# World's Largest Clock...



## JohnF (Feb 11, 2006)

Hi -

I recently found that New York City has the world's largest clock, the Colgate Clock: the dial is 15 meters or 50 feet, octagonal in shape.

From here:

 _Located on the former site of Colgate-Palmolive & Company, it is a reminder of the time when factories dominated the Jersey City's waterfront. The clock's design was inspired by the shape of a bar of Octagon Soap, first manufactured by Colgate as a laundry cleanser. _ _The surface of the clock is 1,963.5 square feet and 50 feet in diameter. The minute hand is 25 feet, 10 inches long; the hour hand is 20 feet long. The timepiece can be adjusted and is maintained to stay within one minute of accurate time. There was a small master clock at Colgate that was checked against the US Naval Observatory in Washington, DC. The clock's mechanism is like that of a traditional wall clock with weights and wheels but is powered by twenty-eight large-volt batteries that are recharged. _
_After almost thirty-one years of enduring the elements, the clock was stopped at 9:30 a.m. on June 13, 1955, for repairs. A New York Times article reports that ". . . the laminated wooden hands, waterlogged on wet or humid days . . . , had Colgate mechanics bowlegged changing counterweights to keep the time just right. . . . Another fault had developed, too. The steel trusses that support the hands had rusted. The new clock hands will have an aluminum core with porcelained steel facing. They and the quarter-hour points will have fluorescent lighting when the clock get going again, instead of the old incandescents" (Meyer Berger, "About New York." New York Times 11 July 1955). _
_The replacement of the clock's hands took longer than expected, prompting hundreds of calls to the company by those counting on the clock to keep them on schedule. The installation finally took place on July 28 and July 29, and the dependable timepiece was operating again in a week ("New Hands on Big Clock." New York Times 30 July 1955). The dimensions to the hands were altered by counterbalances making for inconsistencies in published measurements of the timepiece. _
_Today's landmark clock replaces an earlier and smaller clock designed by Colgate engineer Warren Day and built by the Seth Thomas Company for the centennial of the founding of Colgate in 1906. The clock, 38 feet in diameter, was made of structural steel and its face of stainless steel slats. It was part of an assembly, installed in 1908, that was set upon the roof of an eight-story warehouse at the southeast corner of York and Hudson Streets, which was also built for the company's anniversary. Engineer William P. Field designed the 200-foot-long and 40-foot-high sign for both the clock and advertisement "COLGATE'S SOAPS-PERFUMES" in 20-foot-high letters. It was illuminated at night by 1,607 bulbs emitting 28,000 watts of light. From the Jersey City waterfront, it was visible some twenty miles away to Staten Island and the Bronx. It received acclaim as an identifying symbol of the company as well as for its practicality. When replaced by the present-day clock, it was retired to Jeffersonville, Indiana. _
Just thought I'd pass that on...



JohnF


----------



## Janne (Apr 16, 2007)

Very interesting! I looked on the 'net about more info about it. And discovered that it now stands alone on an empty site, as all the buildings have been torn down.
Sad, I hope it is preserved or the future.
Maybe Colgate should take care of that?


----------



## jclynadms (May 4, 2010)

Absolutely Jane, Colgate Clock could be considered as an asset. The clock should be maintained as this would be a symbol of time, though it was not built too long before but it does hold a place in the history.


----------



## rationaltime (May 1, 2008)

Hello John,

Thanks for posting that interesting article.

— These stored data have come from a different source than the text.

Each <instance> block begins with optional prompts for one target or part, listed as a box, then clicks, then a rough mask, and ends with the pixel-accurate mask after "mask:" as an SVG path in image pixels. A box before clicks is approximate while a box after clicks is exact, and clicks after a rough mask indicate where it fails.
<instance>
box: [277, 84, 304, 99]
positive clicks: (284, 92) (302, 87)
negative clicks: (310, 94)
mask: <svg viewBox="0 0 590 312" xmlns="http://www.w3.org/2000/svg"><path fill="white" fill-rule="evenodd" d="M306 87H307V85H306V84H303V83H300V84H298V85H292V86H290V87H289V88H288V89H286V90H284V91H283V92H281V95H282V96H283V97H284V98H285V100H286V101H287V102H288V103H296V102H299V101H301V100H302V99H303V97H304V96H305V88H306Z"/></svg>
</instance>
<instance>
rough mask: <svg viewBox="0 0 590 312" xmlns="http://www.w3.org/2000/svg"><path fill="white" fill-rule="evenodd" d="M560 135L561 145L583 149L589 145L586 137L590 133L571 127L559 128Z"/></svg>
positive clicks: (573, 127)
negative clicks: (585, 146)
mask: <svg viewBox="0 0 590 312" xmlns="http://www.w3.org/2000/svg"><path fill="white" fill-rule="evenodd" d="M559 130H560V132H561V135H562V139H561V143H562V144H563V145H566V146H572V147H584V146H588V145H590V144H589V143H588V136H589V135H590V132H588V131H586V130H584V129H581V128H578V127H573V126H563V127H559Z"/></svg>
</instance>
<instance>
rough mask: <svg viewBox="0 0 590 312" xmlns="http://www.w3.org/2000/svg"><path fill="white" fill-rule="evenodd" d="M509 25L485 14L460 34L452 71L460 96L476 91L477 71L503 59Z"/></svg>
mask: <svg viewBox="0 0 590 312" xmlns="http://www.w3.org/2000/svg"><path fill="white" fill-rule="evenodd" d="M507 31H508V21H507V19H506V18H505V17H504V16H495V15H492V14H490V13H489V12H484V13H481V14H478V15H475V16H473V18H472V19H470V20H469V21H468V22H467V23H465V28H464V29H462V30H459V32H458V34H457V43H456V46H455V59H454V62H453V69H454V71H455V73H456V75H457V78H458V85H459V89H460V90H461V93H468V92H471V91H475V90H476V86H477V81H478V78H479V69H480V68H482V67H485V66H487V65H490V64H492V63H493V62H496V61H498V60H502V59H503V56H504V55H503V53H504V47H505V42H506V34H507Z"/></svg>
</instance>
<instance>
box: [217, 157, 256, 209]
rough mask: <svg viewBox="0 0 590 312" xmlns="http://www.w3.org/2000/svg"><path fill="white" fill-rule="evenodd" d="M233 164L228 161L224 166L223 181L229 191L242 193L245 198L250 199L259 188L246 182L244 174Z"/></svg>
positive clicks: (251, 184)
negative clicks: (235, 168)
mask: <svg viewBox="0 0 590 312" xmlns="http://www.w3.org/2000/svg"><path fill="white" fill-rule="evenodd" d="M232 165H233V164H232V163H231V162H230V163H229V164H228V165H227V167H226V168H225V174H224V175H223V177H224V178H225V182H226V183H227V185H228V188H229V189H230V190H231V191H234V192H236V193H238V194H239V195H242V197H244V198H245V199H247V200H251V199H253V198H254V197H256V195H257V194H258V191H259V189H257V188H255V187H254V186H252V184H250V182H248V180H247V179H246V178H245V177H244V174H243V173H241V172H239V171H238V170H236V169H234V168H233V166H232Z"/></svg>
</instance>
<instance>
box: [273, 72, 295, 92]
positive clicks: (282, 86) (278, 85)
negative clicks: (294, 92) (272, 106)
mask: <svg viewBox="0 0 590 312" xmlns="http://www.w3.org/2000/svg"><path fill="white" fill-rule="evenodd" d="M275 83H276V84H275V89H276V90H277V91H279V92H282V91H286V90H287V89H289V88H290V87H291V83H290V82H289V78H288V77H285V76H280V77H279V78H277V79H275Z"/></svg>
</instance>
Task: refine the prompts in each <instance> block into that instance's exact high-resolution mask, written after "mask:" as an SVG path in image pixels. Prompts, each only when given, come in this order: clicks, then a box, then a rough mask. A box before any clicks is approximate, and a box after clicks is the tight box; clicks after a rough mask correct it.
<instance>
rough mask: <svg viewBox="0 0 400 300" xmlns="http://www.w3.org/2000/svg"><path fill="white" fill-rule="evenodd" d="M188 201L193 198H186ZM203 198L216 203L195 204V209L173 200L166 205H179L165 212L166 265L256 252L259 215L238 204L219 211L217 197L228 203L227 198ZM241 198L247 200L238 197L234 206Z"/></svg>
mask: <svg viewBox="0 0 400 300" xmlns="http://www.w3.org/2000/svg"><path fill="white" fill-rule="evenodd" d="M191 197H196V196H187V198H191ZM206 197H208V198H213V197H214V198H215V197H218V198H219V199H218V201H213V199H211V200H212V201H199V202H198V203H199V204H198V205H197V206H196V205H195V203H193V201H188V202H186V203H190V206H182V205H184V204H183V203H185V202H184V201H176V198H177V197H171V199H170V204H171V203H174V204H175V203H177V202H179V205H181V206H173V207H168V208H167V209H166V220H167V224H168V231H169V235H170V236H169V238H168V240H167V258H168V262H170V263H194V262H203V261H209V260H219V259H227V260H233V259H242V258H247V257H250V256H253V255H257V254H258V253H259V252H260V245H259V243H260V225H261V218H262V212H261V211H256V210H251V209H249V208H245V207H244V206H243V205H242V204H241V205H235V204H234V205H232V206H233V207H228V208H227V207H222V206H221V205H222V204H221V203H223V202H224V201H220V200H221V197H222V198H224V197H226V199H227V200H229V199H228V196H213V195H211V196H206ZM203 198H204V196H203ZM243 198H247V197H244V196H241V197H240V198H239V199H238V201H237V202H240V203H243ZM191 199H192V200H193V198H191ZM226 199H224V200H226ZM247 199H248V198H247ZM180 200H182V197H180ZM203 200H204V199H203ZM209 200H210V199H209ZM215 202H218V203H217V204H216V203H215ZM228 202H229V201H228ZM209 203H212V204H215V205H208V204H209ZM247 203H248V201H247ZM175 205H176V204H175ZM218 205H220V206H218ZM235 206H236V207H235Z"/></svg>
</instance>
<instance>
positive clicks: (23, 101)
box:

I found photos of the Colgate clocks.

The largest Colgate clock in Jersey City, NJ
photo credit: http://newyorkdailyphoto.blogspot.com/2007/10/lonely-clock.html









The older Colgate clock in Jeffersonville, IN
photo credit: http://www.waymarking.com/gallery/image.aspx?f=1&guid=6b5c4ea5-02f8-4519-8a82-2f6514616132&gid=3









Thanks,
rationaltime


----------



## JaneKl (May 11, 2010)

Nice pics Rationaltime, didn't know Colgate sponsored these clocks...


----------